We have conducted studies on the evolution of transmission networks for audio-visual services and the implications on public policy and business strategy. Our expertise encompasses all transmission technologies – terrestrial, cable, satellite and internet protocol (IP), enabling us to advise on a wide range of areas, such as the economics of delivery platforms, technical standards and quality of service issues
We have undertaken work for competition authorities, regulators and industry players seeking to change regulation. Our advice has been used to inform and influence decisions on digital TV switchover, network infrastructure convergence and regulatory standards and enforcement.
Policy and regulation
Plum are specialists in the field of policy and regulation. In broadcasting we have extensive experience in helping clients understand how the changing landscape of the audio-visual sector impacts on regulation, business and the viewer. We have worked across a variety of issues including:
- DTT switchover, analogue switch-off and technology migration
- Competition assessment of TV markets
- Regulation of broadcast transmission services
- Business case assessment and financial reviews
We have utilised a range of methodological approaches in our work, including impact assessments, cost-benefit analysis, scenario planning, public value tests, value chain analysis and consumer surveys.
Technical planning for broadcast networks
Plum have undertaken detailed transmission network planning for radio and TV networks, both digital and analogue, for broadcasters and regulators. This work includes site selection, antenna specification and design, interference prediction (including international coordination in accordance with ITU-R plans) and coverage validation through drive testing. We have also planned international services delivered using skywave at Medium Frequency (MF) and High Frequency (HF).
On a more strategic level, we have undertaken detailed surveys of broadcast receiver performance, in the context of developing spectrum sharing models and setting coverage standards. We have carried out intensive field strength surveys to validate coverage planning models (e.g. ITU-R P.1546, ITU-R P.1812 and the ‘UK Planning Model’). We have also run modelling and field trials of ‘white space’ use of DTT spectrum and mutual interference between adjacent mobile and broadcast services at 700 MHz and 800 MHz.

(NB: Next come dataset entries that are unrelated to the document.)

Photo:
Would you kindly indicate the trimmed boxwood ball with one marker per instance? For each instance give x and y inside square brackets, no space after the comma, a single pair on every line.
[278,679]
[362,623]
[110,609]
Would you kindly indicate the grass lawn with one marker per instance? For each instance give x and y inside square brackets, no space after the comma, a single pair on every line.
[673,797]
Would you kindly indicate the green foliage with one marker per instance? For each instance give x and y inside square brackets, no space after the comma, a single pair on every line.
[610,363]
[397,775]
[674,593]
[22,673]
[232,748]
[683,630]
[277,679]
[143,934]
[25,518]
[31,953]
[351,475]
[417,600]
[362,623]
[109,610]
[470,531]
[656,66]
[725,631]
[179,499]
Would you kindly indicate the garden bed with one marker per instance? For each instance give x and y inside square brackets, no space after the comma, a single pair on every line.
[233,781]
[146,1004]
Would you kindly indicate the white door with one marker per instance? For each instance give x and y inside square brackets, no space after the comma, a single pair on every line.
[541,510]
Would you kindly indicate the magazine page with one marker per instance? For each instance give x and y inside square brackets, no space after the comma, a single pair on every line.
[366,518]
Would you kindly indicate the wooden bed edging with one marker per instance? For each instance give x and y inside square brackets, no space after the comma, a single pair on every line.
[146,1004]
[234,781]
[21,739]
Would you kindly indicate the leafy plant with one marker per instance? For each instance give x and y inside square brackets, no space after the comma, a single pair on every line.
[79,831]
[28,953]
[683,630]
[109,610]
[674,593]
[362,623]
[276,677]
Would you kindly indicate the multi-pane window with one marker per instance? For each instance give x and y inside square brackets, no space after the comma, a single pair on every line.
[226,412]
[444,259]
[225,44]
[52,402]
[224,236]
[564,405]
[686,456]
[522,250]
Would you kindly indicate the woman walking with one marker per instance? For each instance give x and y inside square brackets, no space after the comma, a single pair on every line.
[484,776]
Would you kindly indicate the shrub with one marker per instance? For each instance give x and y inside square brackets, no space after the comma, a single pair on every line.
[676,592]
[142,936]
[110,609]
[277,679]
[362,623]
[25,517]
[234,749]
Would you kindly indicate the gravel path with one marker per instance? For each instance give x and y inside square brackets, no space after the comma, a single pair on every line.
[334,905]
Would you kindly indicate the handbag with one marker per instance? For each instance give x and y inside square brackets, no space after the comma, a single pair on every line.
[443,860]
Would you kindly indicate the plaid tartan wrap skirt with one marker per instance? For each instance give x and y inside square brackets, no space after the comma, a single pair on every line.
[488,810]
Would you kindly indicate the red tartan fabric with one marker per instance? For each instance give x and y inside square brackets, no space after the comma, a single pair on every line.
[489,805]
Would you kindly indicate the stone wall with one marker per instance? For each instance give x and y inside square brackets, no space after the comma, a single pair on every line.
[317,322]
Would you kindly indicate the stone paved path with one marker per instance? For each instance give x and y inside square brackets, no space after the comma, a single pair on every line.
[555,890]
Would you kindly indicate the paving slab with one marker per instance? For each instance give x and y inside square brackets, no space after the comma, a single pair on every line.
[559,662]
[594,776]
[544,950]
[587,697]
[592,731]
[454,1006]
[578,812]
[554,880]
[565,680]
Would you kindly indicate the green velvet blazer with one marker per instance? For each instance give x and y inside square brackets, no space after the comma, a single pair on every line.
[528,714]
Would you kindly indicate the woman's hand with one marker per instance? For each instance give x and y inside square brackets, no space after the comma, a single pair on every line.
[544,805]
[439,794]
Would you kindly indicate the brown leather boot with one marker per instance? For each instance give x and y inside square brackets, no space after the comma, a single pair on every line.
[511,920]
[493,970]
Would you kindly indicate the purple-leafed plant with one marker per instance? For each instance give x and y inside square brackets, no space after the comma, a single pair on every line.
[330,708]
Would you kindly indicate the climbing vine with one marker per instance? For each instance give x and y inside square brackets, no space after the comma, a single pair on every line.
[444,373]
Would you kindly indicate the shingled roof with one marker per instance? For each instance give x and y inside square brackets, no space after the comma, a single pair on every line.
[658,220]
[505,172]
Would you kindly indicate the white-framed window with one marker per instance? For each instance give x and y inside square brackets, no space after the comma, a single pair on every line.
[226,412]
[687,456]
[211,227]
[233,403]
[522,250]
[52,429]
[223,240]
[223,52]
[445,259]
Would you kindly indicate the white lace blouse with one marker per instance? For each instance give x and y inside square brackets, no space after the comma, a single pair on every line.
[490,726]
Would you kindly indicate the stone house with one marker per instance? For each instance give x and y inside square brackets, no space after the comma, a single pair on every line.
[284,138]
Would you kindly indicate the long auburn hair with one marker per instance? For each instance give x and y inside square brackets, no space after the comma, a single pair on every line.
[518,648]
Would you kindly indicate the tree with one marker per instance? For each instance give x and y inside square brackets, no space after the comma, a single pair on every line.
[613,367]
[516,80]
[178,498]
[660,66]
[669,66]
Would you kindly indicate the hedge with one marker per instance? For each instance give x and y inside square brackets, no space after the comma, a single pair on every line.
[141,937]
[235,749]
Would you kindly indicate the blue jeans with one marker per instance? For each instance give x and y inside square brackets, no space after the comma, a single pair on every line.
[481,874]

Our experience extends to the content services sector – in particular, the supply and consumption of audio-visual content. We have assessed the supply chain of audio-visual content and estimated the economic potential of cross-border services in Europe, and haveworked on competition issues arising from convergence and access to premium pay TV content. With respect to public service broadcasting, we have reviewed regulations governing access to content (including “must-carry” and “must-offer” requirements) and future modes of delivery and funding mechanisms.